L’histoire des conteneurs internationaux, ISO ou TEU, a commencé avec l’idée et la création de l’entrepreneur américain Malcom McLean.
Cette histoire a été présentée comme un exemple des avantages des normes internationales dans le rapport « Développement mondial 2025 : Les normes pour le développement ». Ce rapport a été rédigé par le Groupe de la Banque mondiale.
Histoire des conteneurs internationaux
Le rapport introduit cette partie en établissant un lien entre la logistique et la réglementation. Les accords commerciaux facilitent depuis longtemps le fonctionnement de l’économie mondiale. Ils ont atténué les frictions transfrontalières et créé un accès prévisible aux marchés. De plus, ils ont intégré des normes standardisées dans la réglementation nationale, ce qui permet aux produits de circuler à grande échelle.
Il souligne ensuite que la véritable révolution est arrivée discrètement, et il y a relativement peu de temps. Celle-ci est survenue sous l’impulsion d’un entrepreneur américain du transport routier nommé Malcom McLean, au milieu des années 1950.
Jusqu’alors, les marchandises étaient transportées selon des méthodes qui n’avaient pratiquement pas évolué au fil des siècles. La cargaison devait être placée pièce par pièce, dans des caisses, des sacs ou des tonneaux, puis chargée dans des charrettes, des camions, des trains et des bateaux.
À chaque étape, tout était déchargé d’un véhicule et rechargé dans le suivant. Cela se faisait généralement à l’aide de différents équipements spécialisés.

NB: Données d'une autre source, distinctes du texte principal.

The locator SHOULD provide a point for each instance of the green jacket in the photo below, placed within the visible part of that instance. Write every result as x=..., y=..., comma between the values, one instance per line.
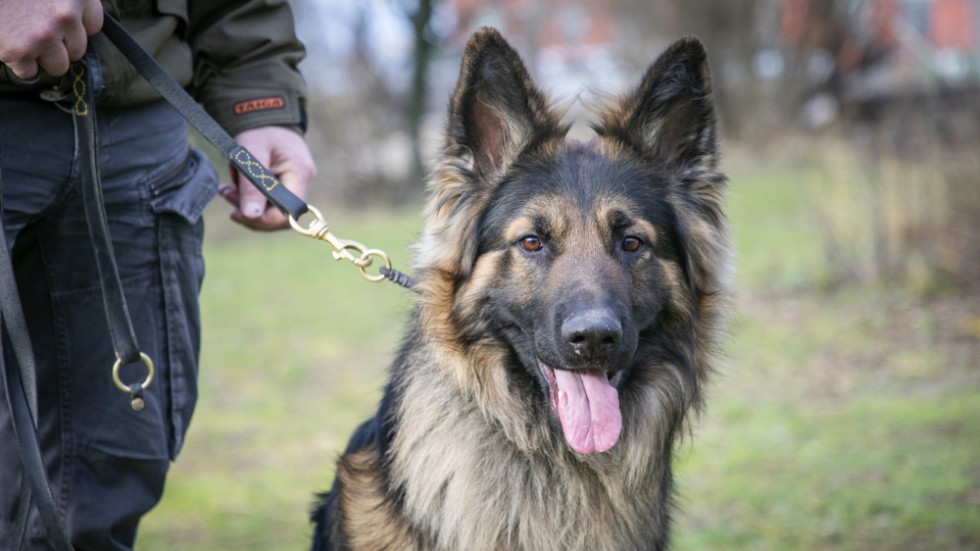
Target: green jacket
x=238, y=58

McLean a normalisé cette modeste caisse en acier, en l’adaptant pour faciliter le chargement et l’expédition par tous les modes de transport : routier, ferroviaire, aérien et maritime.
Ce faisant, il a considérablement réduit les coûts et les délais de manutention : le coût du transport a baissé d’au moins 25 %. De plus, le risque de vol et de dommages a également diminué.

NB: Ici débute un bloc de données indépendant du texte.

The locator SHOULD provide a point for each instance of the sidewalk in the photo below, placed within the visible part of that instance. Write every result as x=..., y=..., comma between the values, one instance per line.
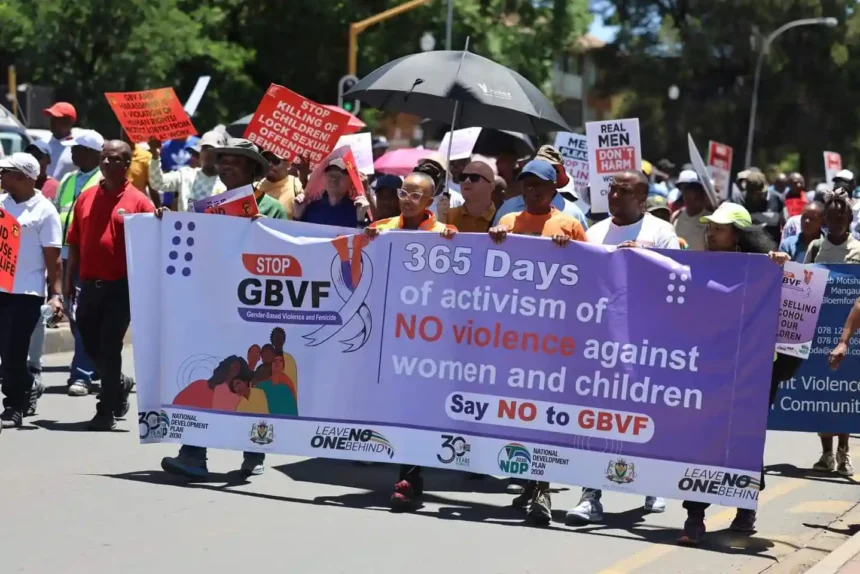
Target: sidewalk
x=60, y=340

Un conteneur international est un récipient de fret normalisé selon les normes ISO, conçu pour le transport intermodal de marchandises. Sa structure métallique permet un transfert sécurisé entre navires, trains et camions sans vider son contenu, optimisant ainsi la logistique mondiale grâce aux unités de mesure TEU.
Juste à temps
Selon le même rapport du Groupe de la Banque mondiale, la normalisation de McLean n’a pas seulement mis de l’ordre dans le transport maritime. Les conteneurs standard ont donné au monde un langage commercial commun. Un conteneur scellé à Shanghai pouvait débarquer à Rotterdam et être chargé sur un camion, rarement ouvert ni même touché par des mains humaines.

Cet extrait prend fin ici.